Initial studies of TNPO3-depleted cells revealed a block to HIV-1 infection at nuclear entry (15, 17, 50), yet contradictory findings have been reported (20, 51). To confirm which step of the HIV-1 life cycle is affected by depletion of TNPO3, we used quantitative PCR (qPCR) to determine the extent of reverse transcription following infection of cells with either wild-type or N74D mutant virus. In agreement with previous studies (14, 17, 20, 50, 51), we detected no difference in the amount of the late reverse transcription (LRT) products synthesized in sh-empty and sh-TNPO3 cells at both 7 and 24 h postinfection (Fig. 5A), confirming that HIV-1 reverse transcription is not dependent on TNPO3. As an initial approach to test the efficiency of HIV-1 nuclear entry in TNPO3-depleted cells, we quantified the levels of 2-LTR circles that accumulated in the presence or absence of an integrase inhibitor, raltegravir (RAL). Comparable levels of 2-LTR circles accumulated in sh-empty and sh-TNPO3 cells inoculated with wild-type and N74D HIV-1 (Fig. 5B), suggesting that HIV-1 nuclear entry is not affected by TNPO3 depletion. Inclusion of RAL during infection resulted in a 4-fold increase in accumulation of 2-LTR circles for both wild-type and N74D HIV-1 in control cells at 24 h, as expected. However, RAL did not produce an increase in wild-type 2-LTR circles in sh-TNPO3 cells, nor did they accumulate to the level observed in RAL-treated control cells. The lack of an effect of RAL on the wild-type virus in sh-TNPO3 cells suggested that HIV-1 is impaired for integration in these cells; however, the decreased accumulation relative to that in control cells suggested the possibility of an additional impairment in nuclear entry or in the formation or stability of 2-LTR circles.

Fig 5.

Fig 5

TNPO3 depletion affects a step in HIV-1 infection after nuclear entry. (A and B) Cells were challenged with wild-type or N74D virus in the presence or absence of raltegravir. DNA was isolated from these cells at 7 and 24 h postinfection, followed by quantification of total viral DNA (A) and 2-LTR circles (B) by qPCR. The data represent means ± SEM from three independent experiments. (C) Immunoblot analysis was performed to ensure the integrity of subcellular fractionation by using a cytoplasmic protein, GAPDH, and a nuclear protein, lamin B1. (D) Infection was performed as for panels A and B, and cells were lysed and fractionated into cytoplasmic and nuclear fractions at 7 h and 24 h postinfection. Total viral DNA in the nuclear fractions was quantified by qPCR. Data represents means ± SEM from two separate experiments. (E) Whole-cell (Total), cytoplasmic (cyto), and nuclear (Nuc) lysates were resolved by SDS-PAGE and immunoblotted for TNPO3. GAPDH and lamin B1 were used as markers to ensure the integrity of subcellular fractionation. The right panel shows the quantitative distribution of TNPO3 in cytoplasmic and nuclear fractions of sh-empty and sh-TNPO3 cells. Data represents means ± standard deviations (SD) from three independent experiments.
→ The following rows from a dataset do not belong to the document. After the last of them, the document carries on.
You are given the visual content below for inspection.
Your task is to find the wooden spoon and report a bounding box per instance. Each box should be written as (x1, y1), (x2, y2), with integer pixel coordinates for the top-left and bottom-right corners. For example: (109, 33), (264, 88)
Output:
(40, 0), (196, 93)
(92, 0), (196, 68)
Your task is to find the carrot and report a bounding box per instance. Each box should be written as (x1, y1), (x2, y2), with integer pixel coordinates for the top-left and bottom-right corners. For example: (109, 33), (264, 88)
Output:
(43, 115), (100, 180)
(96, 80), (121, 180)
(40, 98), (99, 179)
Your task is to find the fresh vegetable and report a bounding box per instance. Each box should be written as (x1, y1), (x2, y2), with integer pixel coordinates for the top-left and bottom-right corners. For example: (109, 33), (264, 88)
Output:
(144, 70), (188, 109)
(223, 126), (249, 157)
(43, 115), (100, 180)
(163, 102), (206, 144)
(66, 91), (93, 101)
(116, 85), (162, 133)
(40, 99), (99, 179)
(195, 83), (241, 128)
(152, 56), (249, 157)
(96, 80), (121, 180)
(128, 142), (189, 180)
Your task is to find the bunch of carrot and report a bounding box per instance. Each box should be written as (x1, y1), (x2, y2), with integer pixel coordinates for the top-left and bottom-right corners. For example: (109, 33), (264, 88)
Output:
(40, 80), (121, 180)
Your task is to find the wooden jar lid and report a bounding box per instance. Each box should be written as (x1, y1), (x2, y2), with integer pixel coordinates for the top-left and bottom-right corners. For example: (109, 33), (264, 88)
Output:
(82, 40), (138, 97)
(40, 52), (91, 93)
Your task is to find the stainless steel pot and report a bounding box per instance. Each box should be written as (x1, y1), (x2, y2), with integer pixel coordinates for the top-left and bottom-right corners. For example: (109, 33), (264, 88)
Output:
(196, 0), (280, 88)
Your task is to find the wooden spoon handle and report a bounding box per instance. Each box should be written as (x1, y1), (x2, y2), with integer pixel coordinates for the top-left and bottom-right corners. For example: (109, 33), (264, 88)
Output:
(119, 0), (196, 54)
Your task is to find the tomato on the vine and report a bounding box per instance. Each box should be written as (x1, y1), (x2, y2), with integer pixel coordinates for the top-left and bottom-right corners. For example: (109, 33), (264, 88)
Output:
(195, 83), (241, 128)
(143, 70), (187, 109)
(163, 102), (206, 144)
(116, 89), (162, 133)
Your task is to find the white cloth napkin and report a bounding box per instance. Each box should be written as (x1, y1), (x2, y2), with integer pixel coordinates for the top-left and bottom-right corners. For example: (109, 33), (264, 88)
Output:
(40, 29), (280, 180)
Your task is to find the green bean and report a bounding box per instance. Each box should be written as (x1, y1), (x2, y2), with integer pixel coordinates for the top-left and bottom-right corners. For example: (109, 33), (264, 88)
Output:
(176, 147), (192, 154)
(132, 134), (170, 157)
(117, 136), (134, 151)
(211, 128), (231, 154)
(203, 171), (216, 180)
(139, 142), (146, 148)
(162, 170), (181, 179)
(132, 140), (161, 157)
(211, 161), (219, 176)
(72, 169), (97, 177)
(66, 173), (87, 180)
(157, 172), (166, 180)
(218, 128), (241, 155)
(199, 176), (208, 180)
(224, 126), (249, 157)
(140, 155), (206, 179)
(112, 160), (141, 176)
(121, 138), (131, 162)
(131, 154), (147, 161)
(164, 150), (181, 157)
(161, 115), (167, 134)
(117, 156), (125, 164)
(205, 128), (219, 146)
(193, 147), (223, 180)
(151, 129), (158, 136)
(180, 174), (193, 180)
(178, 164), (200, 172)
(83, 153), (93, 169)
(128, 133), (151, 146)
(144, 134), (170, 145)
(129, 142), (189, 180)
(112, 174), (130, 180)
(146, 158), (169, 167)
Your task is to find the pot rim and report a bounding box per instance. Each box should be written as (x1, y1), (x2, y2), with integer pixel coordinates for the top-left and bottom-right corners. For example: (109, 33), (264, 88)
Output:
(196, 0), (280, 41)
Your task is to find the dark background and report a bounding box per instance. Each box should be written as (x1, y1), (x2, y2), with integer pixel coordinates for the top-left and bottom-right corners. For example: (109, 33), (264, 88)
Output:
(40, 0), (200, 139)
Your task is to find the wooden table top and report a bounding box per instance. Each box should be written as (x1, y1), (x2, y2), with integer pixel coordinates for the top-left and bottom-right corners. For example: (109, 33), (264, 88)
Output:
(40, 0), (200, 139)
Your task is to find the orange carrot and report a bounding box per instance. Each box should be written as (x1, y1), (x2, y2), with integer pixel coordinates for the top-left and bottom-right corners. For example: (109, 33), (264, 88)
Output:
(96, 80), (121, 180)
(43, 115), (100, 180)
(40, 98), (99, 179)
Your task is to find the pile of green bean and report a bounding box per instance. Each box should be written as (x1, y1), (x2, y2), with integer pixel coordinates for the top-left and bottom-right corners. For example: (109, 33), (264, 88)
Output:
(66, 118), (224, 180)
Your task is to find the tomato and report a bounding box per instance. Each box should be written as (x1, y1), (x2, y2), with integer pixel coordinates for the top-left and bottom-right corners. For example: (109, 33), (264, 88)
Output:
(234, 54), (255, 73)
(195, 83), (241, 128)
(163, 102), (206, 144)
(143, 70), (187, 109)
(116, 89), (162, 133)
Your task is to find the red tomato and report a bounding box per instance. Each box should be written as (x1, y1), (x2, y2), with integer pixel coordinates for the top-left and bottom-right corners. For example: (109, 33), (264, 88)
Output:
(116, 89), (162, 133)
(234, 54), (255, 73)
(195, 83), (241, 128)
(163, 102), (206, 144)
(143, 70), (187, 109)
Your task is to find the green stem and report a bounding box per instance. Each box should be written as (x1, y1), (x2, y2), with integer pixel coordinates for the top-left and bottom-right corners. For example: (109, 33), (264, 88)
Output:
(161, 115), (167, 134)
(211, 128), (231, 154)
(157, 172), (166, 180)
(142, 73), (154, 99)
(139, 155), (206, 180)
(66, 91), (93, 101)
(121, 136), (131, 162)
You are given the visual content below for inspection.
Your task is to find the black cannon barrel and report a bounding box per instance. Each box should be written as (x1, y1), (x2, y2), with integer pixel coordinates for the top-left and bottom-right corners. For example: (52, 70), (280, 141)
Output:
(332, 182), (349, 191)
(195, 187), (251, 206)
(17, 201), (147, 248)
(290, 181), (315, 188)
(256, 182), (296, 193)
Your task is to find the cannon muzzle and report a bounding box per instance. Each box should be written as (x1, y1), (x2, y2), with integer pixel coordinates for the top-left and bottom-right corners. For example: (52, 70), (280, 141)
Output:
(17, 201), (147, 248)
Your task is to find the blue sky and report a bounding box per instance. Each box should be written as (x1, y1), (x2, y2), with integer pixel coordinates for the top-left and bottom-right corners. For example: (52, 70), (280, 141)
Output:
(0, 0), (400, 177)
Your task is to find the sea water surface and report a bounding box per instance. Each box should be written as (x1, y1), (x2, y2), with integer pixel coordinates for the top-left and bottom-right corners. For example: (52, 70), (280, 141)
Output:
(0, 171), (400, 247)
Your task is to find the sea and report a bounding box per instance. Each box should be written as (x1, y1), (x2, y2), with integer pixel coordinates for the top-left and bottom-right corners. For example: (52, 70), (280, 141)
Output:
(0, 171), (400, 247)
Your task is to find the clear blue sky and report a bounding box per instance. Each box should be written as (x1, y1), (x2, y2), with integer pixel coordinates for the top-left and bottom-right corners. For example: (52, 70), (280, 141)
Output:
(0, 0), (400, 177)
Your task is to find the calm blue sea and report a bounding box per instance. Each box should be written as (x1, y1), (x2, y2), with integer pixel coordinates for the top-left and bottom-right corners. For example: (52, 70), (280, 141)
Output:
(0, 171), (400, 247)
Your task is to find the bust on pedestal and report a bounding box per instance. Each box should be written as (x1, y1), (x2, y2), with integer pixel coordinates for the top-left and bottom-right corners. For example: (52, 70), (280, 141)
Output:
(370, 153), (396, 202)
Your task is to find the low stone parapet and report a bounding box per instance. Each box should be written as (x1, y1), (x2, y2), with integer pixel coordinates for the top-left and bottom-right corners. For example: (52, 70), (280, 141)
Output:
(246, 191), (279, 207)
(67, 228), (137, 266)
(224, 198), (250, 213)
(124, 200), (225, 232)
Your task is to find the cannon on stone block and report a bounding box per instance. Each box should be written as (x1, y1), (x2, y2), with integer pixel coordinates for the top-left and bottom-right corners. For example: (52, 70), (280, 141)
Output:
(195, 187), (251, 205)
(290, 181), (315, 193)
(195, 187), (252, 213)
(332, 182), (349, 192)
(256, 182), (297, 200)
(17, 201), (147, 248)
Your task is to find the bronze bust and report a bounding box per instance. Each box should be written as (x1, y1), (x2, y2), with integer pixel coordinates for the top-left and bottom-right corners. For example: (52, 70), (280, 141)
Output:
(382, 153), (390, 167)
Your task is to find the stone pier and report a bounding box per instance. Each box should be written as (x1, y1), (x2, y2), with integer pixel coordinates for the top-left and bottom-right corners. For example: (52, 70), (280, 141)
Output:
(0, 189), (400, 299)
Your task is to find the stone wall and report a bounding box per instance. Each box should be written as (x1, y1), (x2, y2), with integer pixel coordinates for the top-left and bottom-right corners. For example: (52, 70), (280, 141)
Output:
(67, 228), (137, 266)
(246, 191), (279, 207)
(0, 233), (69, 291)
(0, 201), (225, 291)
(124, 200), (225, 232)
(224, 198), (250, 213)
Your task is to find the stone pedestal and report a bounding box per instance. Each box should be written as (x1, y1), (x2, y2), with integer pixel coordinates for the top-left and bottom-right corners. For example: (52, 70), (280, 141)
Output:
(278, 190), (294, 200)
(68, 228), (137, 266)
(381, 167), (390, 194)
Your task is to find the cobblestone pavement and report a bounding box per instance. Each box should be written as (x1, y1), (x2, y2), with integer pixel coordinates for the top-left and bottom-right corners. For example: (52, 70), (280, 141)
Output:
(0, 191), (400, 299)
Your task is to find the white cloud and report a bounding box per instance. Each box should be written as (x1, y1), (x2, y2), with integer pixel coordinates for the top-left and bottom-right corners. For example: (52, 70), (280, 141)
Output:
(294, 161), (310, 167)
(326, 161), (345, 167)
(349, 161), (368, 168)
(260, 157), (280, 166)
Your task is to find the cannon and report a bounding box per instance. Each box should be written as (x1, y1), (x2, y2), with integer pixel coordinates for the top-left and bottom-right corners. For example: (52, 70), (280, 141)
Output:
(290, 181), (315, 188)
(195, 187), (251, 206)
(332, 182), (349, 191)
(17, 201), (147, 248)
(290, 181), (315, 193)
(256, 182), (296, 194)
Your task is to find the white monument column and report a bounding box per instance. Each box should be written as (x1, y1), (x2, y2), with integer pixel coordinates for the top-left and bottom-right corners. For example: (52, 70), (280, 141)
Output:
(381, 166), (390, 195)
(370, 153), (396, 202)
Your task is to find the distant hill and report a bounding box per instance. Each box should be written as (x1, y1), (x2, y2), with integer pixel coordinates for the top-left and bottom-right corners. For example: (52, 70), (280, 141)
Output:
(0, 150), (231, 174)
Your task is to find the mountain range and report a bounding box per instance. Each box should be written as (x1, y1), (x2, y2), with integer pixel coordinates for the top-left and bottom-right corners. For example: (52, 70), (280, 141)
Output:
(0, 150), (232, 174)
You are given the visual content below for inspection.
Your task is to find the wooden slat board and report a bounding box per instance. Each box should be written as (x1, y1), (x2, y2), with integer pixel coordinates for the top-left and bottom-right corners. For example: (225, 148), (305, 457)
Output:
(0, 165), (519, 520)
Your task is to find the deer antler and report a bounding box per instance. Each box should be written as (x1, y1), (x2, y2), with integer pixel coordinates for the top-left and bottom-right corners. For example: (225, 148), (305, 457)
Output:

While 2-LTR circles are often relied upon as a measure of HIV-1 entry into the nucleus, it is conceivable that perturbation of nuclear host factors such as TNPO3 might also directly alter 2-LTR circle formation or stability once the viral DNA has entered the nucleus. To more directly assess the effect of TNPO3 on HIV-1 nuclear entry, we purified nuclei from control and TNPO3-depleted cells inoculated with wild-type virus. Nuclear DNA was extracted and assayed for LRT products by qPCR. The quality of fractionation was confirmed by preparing whole-cell or nuclear lysates from same number of cells and determining the relative quantities of GAPDH (a cytoplasmic protein) in relation to lamin B1 (a nuclear protein) in these lysates (Fig. 5C). We observed that similar levels of LRT products were present in nuclear fractions from sh-empty and sh-TNPO3 cells, indicating that TNPO3 depletion did not affect the levels of total nuclear HIV-1 DNA. Because TNPO3 did not affect the levels of LRT or nuclear HIV-1 DNA (Fig. 5D), we conclude that HIV-1 efficiently enters the nucleus in TNPO3-depleted cells but is impaired for integration (14, 20, 51). Furthermore, the impairment in accumulation of 2-LTR circles in TNPO3-depleted cells in the presence of RAL suggests that TNPO3 depletion results in decreased efficiency of 2-LTR circle formation and/or stability. This effect of RAL was not observed with the N74D mutant. Our observations are consistent with the recent findings of Valle-Casuso et al. (61) as well as De Iaco and Luban (20), who also concluded that TNPO3 is not required for HIV-1 entry into the nucleus.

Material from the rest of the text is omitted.